Como ficará o Sul Global?
As políticas econômicas de Trump provavelmente fortalecerão o dólar e aumentarão a inflação, colocando ainda mais pressão econômica sobre os países em desenvolvimento. Fiel ao seu estilo, Trump deve ter boas relações com líderes populistas e autoritários, como Javier Milei, na Argentina, e Nayib Bukele, em El Salvador.
Por outro lado, a política de Trump para o Oriente Médio poderá prejudicar ainda mais a visão popular dos EUA em países com grandes populações muçulmanas — especialmente no Sudeste Asiático — e em muitas nações mais pobres, onde os governos já são menos propensos a enxergar os EUA como um modelo a ser seguido. Muitos desses países podem se aproximar ainda mais da China, um movimento com implicações geopolíticas e econômicas inquietantes.
O que Trump significará para os vizinhos da América do Norte?
México e Canadá, os maiores parceiros comerciais dos EUA depois da China, sabem que enfrentarão mais pressão econômica de Trump 2.0.

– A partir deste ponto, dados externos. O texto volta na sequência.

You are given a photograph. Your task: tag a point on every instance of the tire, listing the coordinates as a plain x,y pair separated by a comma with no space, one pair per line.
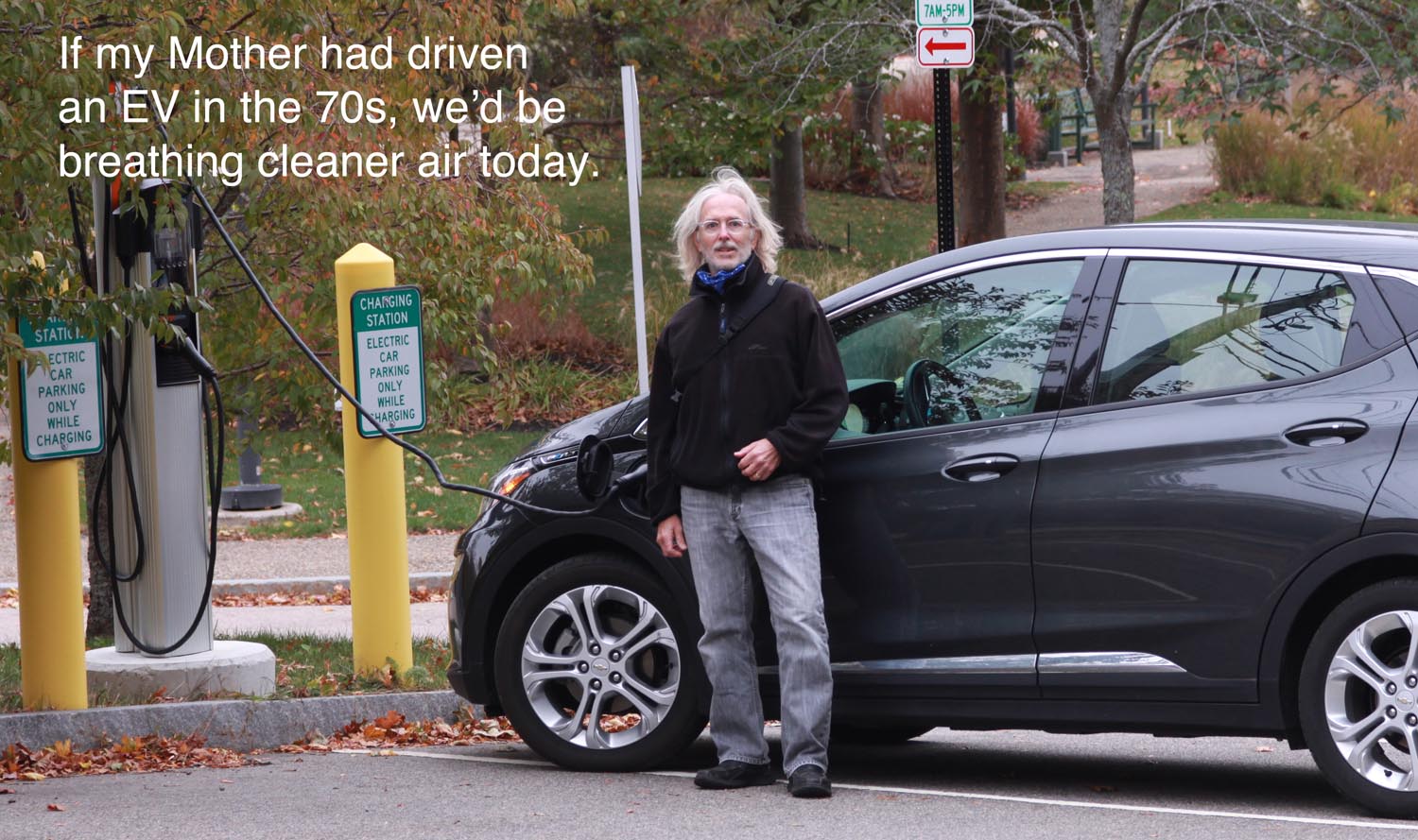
1358,697
562,661
879,734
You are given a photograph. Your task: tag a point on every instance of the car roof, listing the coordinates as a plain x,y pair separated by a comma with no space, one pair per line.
1363,243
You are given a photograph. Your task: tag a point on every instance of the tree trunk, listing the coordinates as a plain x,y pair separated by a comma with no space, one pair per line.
1116,152
981,156
871,167
101,592
787,197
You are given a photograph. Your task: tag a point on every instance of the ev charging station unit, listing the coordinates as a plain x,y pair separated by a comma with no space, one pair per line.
156,480
161,524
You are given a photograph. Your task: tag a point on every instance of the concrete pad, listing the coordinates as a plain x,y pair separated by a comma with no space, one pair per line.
246,517
240,667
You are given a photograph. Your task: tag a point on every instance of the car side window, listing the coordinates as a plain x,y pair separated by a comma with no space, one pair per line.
1185,328
960,349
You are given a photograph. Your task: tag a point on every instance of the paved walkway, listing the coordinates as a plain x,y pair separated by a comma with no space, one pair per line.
1166,178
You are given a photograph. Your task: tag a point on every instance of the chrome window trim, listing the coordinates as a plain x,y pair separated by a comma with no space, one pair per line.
1403,274
1021,663
967,268
1298,227
1114,661
1236,257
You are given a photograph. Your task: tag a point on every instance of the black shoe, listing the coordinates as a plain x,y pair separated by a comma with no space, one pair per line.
810,782
735,774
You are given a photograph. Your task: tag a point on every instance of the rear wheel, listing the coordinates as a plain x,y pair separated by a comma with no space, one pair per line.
593,667
1358,697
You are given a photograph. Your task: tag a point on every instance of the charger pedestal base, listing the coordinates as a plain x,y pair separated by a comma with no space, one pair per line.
240,667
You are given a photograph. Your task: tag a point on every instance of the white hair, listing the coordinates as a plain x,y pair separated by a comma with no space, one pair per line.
725,180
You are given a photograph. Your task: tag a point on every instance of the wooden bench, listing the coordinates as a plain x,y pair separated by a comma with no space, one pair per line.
1069,113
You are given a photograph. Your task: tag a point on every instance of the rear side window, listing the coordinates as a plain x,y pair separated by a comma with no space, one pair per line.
1185,328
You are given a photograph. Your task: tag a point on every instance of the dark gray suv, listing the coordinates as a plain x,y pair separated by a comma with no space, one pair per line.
1151,477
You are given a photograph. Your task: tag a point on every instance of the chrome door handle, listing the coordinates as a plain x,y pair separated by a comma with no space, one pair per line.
981,468
1326,432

A presidente do México, Claudia Sheinbaum, estará em uma posição particularmente difícil, especialmente devido à renovação, prevista para 2026, do acordo de livre-comércio entre EUA, México e Canadá. Trump espera que o governo de Sheinbaum coopere para limitar a imigração ilegal pela fronteira sul dos EUA e adote uma postura mais dura contra os cartéis de drogas mexicanos, responsáveis por crimes violentos em ambos os países. Mais cedo ou mais tarde, a falta de alavancagem do México provavelmente forçará Sheinbaum a ceder a grande parte das exigências de Trump.
Isso é menos verdadeiro para o Canadá, especialmente se, como esperado, o líder do Partido Conservador populista, Pierre Poilievre, se tornar o próximo primeiro-ministro do país nos próximos meses.
Um libertário econômico, Poilievre provavelmente pressionará por desregulamentações e pelo fim dos impostos sobre o carbono implementados pelo atual primeiro-ministro, Justin Trudeau. Ele já afirmou que está ansioso para conter a fuga de empresas e trabalhadores para os EUA, onde o ambiente de negócios tem se tornado cada vez mais favorável.